Now a growing body of evidence shows that a popular method of screening for prostate cancer may not save many lives, and could lead men to engage in unnecessary and harmful treatments.
The PSA test is one of the most widely used cancer screening tests in the United States for a cancer that is the second leading cause of death among American men. Yet several randomized studies have reported little or no survival benefit for men who get the test.
The results have divided the medical community and created a conundrum for patients who are reluctant to skip the test.
The gold standard for determining if a screening test is valuable is whether it helps improve the quality and length of a person's life. The evidence so far suggests that most men who get the PSA test will not experience either benefit.
Michael Dougherty may be one of the exceptions. He's the chairman of Dougherty Financial Group in Minneapolis. He had a PSA test at age 59, and it detected a very early stage cancer. He underwent surgery to remove his prostate.
Within a few months, the aggressive cancer was back. Twelve years later, he's still being treated for the disease.
"If somebody asks me, 'Should you be screened for PSA?' my answer is, 'That's totally up to you.' And they say, 'What would you do if you were me?' I said, 'With my personality, Type A, I'd screen myself. I'd want to know,'" Dougherty said.
It appears to take many screenings to turn up a case like Dougherty's. A large, randomized study conducted in Europe showed that 1,400 men had to be screened to save the life of just one patient.
And even then, the benefit only applied to a small sub-group of men age 55-69, and wasn't typically observed for at least 10 to 15 years.
Another randomized study out of Sweden reported a significantly better survival benefit for patients who got the PSA test. But the study population was small.
In the U.S., a similar randomized study found absolutely no survival benefit associated with the screening test.
“The single biggest harm related to screening is the detection of prostate cancers that are unlikely to ever cause a problem in a man's life.”Dr. Timothy Wilt
Dr. Timothy Wilt is a general internist at the Minneapolis V.A. Medical Center. Prostate cancer is his area of research expertise.
"We've been led to believe that early detection and early treatment is necessarily beneficial," Wilt said. "There is now increasing information that that may not always be so."
There's no question that the PSA test has detected many more cancers than digital rectal exams, the other primary method of prostate cancer detection. The problem with the PSA's heightened sensitivity is that it often reveals a cancer that's not actually life-threatening.
Wilt said most PSA-detected cancers are small and slow growing, and may never need to be treated.
"The vast majority of those prostate cancers will never cause them problems in their lifetime," he said. "And the single biggest harm related to screening is the detection of prostate cancers that are unlikely to ever cause a problem in a man's life."
In the case of slow-growing prostate cancers that are not life-threatening, the treatments could be far more harmful than the actual disease.
Side effects associated with surgery and radiation on the prostate include urinary incontinence, impotence and bowel dysfunction. These side effects can be treated and often fade with time, but Wilt said anywhere from 10 to 70 percent of men still report problems with these issues two to five years later.
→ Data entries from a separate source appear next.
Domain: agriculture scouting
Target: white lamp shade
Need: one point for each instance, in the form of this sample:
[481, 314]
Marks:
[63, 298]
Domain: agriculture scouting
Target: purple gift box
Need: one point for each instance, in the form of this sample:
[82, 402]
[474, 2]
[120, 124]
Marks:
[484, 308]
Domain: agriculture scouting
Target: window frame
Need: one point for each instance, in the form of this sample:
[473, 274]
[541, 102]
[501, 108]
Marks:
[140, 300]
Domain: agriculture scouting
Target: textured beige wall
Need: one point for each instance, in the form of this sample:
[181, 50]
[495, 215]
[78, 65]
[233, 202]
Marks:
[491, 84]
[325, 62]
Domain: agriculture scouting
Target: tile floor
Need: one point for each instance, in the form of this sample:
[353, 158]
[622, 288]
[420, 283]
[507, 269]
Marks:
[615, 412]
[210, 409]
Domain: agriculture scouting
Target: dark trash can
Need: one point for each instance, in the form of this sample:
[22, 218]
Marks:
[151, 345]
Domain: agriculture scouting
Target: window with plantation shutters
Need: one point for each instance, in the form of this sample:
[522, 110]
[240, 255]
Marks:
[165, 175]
"That might be a price worth to pay if we knew that treatments provided substantial benefit in their length of life," he said. "It's not clear that they do."
Yet some doctors are hesitant to discourage PSA screening. Dr. Badrinath Konety is director of the Center for Prostate Cancer at the University of Minnesota.
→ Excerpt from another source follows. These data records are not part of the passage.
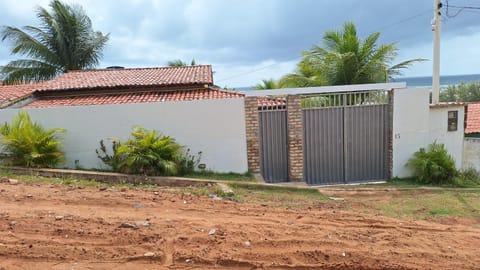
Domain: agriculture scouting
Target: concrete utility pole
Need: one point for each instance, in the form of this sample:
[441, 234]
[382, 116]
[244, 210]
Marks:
[436, 27]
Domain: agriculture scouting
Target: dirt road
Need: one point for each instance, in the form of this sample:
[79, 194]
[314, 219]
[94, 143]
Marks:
[60, 227]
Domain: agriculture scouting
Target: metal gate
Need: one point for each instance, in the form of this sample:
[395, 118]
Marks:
[273, 143]
[346, 137]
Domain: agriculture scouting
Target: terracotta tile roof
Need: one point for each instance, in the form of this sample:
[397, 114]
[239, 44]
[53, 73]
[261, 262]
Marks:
[139, 97]
[472, 118]
[129, 78]
[11, 93]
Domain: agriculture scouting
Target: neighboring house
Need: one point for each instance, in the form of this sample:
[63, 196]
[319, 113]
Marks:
[471, 144]
[94, 105]
[472, 120]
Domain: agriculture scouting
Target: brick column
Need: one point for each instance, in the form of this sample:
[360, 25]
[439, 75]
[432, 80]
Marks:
[252, 133]
[295, 138]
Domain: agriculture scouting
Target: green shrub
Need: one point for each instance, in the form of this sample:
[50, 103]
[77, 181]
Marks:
[468, 178]
[149, 153]
[187, 162]
[112, 160]
[25, 143]
[433, 166]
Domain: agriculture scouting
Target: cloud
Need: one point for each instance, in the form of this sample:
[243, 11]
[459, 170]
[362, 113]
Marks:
[243, 35]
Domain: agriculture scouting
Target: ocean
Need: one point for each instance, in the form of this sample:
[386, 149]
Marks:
[445, 80]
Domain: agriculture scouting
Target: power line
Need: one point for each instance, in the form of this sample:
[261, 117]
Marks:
[298, 57]
[459, 9]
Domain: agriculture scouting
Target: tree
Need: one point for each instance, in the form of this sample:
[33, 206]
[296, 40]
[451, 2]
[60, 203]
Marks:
[64, 41]
[180, 63]
[346, 59]
[266, 84]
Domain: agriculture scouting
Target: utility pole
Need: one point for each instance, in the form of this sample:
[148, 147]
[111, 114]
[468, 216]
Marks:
[436, 27]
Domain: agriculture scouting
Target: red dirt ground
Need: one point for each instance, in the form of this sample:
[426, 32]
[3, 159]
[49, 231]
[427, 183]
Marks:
[60, 227]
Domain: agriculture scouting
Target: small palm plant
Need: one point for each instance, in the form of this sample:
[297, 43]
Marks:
[149, 153]
[26, 143]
"I would rather know, and use that information to control my life better and my decision-making better rather than not know at all, in which case I sort of don't know where I'm at," Konety said.
Konety is well aware of the results from the randomized studies. He thinks some researchers are underestimating the value of the smaller Swedish study that found benefits to PSA screening.
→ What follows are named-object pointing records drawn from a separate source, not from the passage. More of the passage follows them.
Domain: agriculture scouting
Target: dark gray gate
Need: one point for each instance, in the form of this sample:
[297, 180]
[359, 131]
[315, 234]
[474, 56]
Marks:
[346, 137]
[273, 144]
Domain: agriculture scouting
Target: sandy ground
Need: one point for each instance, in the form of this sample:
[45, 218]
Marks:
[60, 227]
As an urologist, Konety said he's seen a lot of young men with aggressive cancers, whose best chance of survival depended on getting an early PSA test.
"The youngest fellow I've operated on was 31 with prostate cancer," he said. "I've seen patients in their 30s and their 40s with very aggressive cancer. I've seen them die of the disease."
The majority of men will have less aggressive cancers, and the question for them is whether they can deal with a cancer diagnosis that may not require treatment.
So far the evidence suggests that many men have not been able to resist treating their low-risk prostate cancer.
But Dr. Konety detects a growing awareness about the issue among some of his patients, and that's beginning to change their approach to treatment.
"We're making some headway," he said. "I think more and more patients come in asking for active surveillance."
Groups that develop screening guidelines have offered very little clear advice to patients on whether they should get a PSA test.
The U.S. Preventive Services Task Force, an independent group of health care experts, said men 75 and older should not get screened. But the group said there isn't enough evidence yet to assess the benefits of screening younger men.
The American Cancer Society urges men to talk with their doctor about the PSA test starting at age 50. The organization does not recommend routine PSA testing for men with average risk.